Embedding a complete minimally invasive therapy restored normal function of the disc, after embedding in patients with appropriate activities, do not need bed rest, non-invasive therapy embedding injury, no pain, low cost, is currently the best non-surgical therapy means. Trained clinician can be applied to promote minimally invasive acupoint catgut embedding therapy for the discount by the disc herniation to relieve pain in patients What is the outstanding advantage of this therapy.

Minimally invasive burying disposable sterile needles, has the following advantages: First: The ethylene oxide sterilization, the full realization of the two sterilization two strict aseptic packaging. Second: cheap, compact and flexible, the use of succeed. Through clinical validation, with its implementation is truly minimally invasive acupoint catgut embedding method. No specific figure, you can reduce the operator fatigue and increase your efficiency of acupuncture to improve the embedding time, controlled needle core, to prevent the slide from the top of the line, can be a multi-line and a needle point and more to the point embedding, free without taking into account the core needle to advance and retreat, you can not burying the pain under local anesthesia reaction, reduce the patient fears and concerns embedding therapy.

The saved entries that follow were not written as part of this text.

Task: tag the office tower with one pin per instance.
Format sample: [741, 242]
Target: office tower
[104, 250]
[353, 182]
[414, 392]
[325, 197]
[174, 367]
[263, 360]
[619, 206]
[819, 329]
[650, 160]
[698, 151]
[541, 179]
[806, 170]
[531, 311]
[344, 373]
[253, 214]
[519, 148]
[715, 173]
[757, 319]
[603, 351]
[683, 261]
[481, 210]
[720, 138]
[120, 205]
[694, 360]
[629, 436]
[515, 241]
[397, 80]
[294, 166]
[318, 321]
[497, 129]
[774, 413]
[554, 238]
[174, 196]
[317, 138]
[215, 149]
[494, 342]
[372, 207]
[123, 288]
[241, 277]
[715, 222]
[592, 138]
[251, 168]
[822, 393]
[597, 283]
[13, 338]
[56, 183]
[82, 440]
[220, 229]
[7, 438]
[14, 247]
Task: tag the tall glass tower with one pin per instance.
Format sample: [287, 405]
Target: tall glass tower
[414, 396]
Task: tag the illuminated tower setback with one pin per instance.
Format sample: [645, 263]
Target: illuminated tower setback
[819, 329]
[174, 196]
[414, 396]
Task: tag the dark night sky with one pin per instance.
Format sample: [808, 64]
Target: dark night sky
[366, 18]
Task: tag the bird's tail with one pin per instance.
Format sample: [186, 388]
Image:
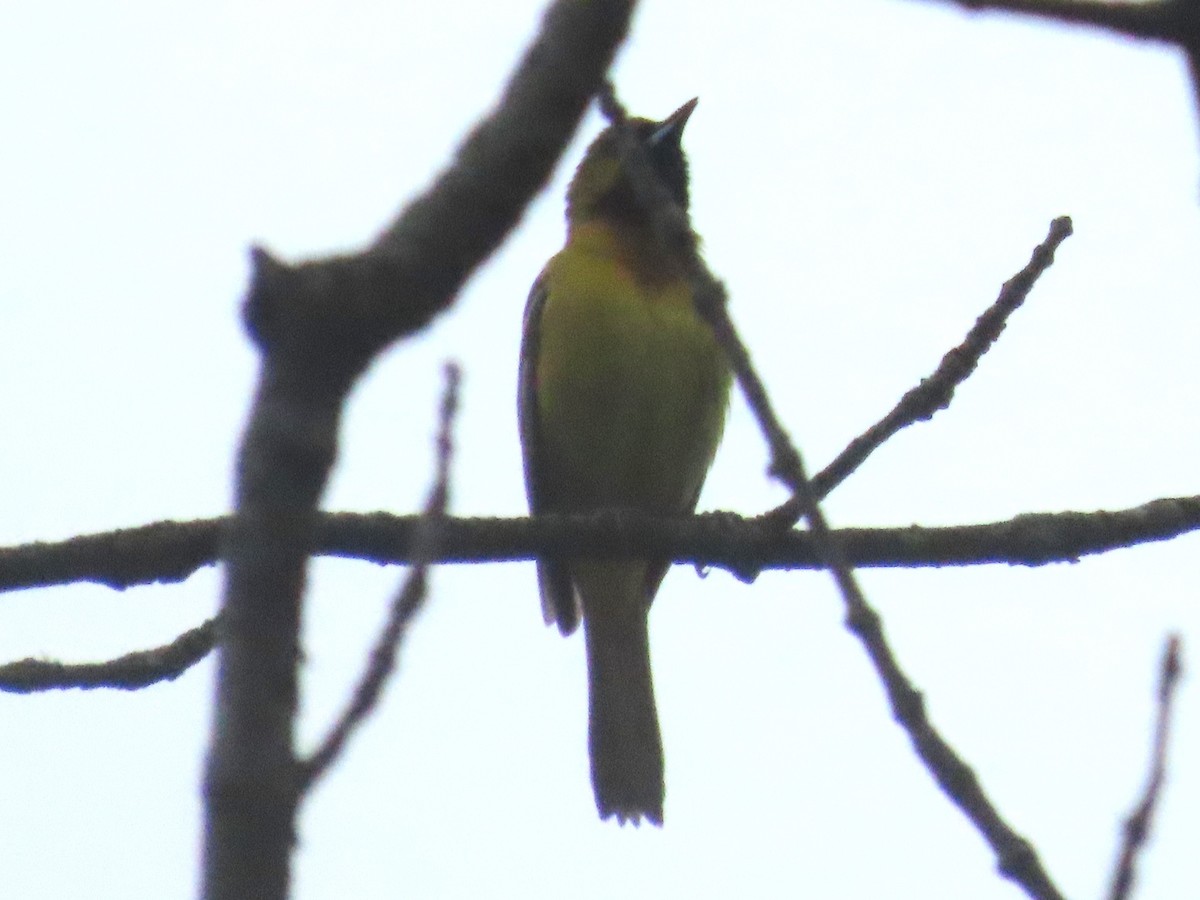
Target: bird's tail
[623, 725]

Most patients within 1 week after burying, local soft and comfortable feel a sense of soreness, the equivalent of leaving a sense of qi needle, is another example of catgut embedding more sustainable and effective than acupuncture to stimulate acupuncture points, and therefore more effective consolidation of the therapy safe and reliable, in addition to individual course of treatment a slight fever, the less prone to infection or nerve injury abnormal reactions, fever occurred line of collagen protein in vivo allogeneic response is a normal phenomenon, generally 2 ~ 3 days the natural ease.